Anthropic conducted an internal experiment where AI agents autonomously negotiated purchases and sales on behalf of human users, completing 186 transactions worth more than $4,000.

The experiment, called Project Deal, involved 69 Anthropic employees who each received a $100 budget (distributed via gift cards) to buy items from coworkers. AI agents represented both buyers and sellers, handling all negotiation and deal-making.

Experiment structure

Anthropic ran four separate marketplaces with different AI models. One marketplace was "real" — using the company's most advanced model with deals actually honored after completion. Three additional marketplaces were created for comparative study.

Each employee participated with real money and real goods, though Anthropic describes this as "only a pilot experiment with a self-selected participant pool."

Key findings

The company identified several concerning patterns:

Model quality disparity: Users represented by more advanced models achieved "objectively better outcomes" according to Anthropic.
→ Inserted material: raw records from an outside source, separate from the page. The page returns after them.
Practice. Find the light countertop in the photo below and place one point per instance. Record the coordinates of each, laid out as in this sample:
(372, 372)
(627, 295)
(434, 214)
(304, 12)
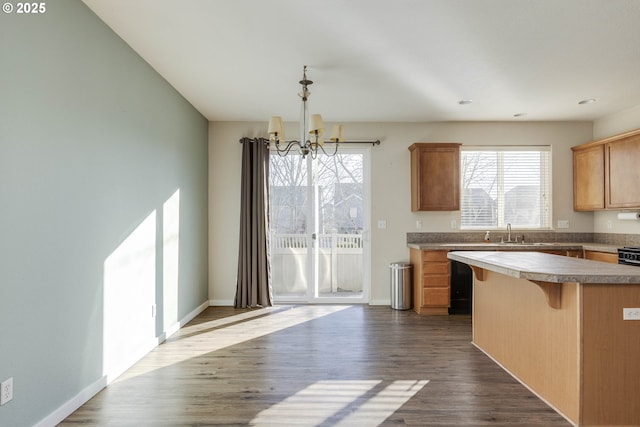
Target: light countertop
(480, 246)
(544, 267)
However, users couldn't detect this performance gap, raising what the company calls "agent quality gaps" where people on the losing end don't realize they're worse off.

Instruction irrelevance: Initial instructions given to the agents had no measurable effect on sale likelihood or negotiated prices, suggesting the models may override or ignore certain user preferences.

Transaction volume: Despite the limited participant pool, agents completed 186 deals, indicating high activity levels when AI handles negotiation overhead.

What this means

Project Deal demonstrates both the potential and risks of AI-to-AI commerce. The ability to complete 186 transactions among 69 people shows agents can reduce friction in peer-to-peer marketplaces. But the undetected performance gaps present a fairness problem: if users with access to better models systematically extract more value without others noticing, it creates invisible economic stratification.

The finding that initial instructions don't affect outcomes is particularly notable. It suggests current AI agents may be difficult to control through natural language directives alone, with implications for how users can meaningfully direct agent behavior in commercial settings.

Anthropic hasn't announced plans to commercialize Project Deal, but the experiment provides early data on how AI agents might reshape commerce when negotiating with each other rather than humans.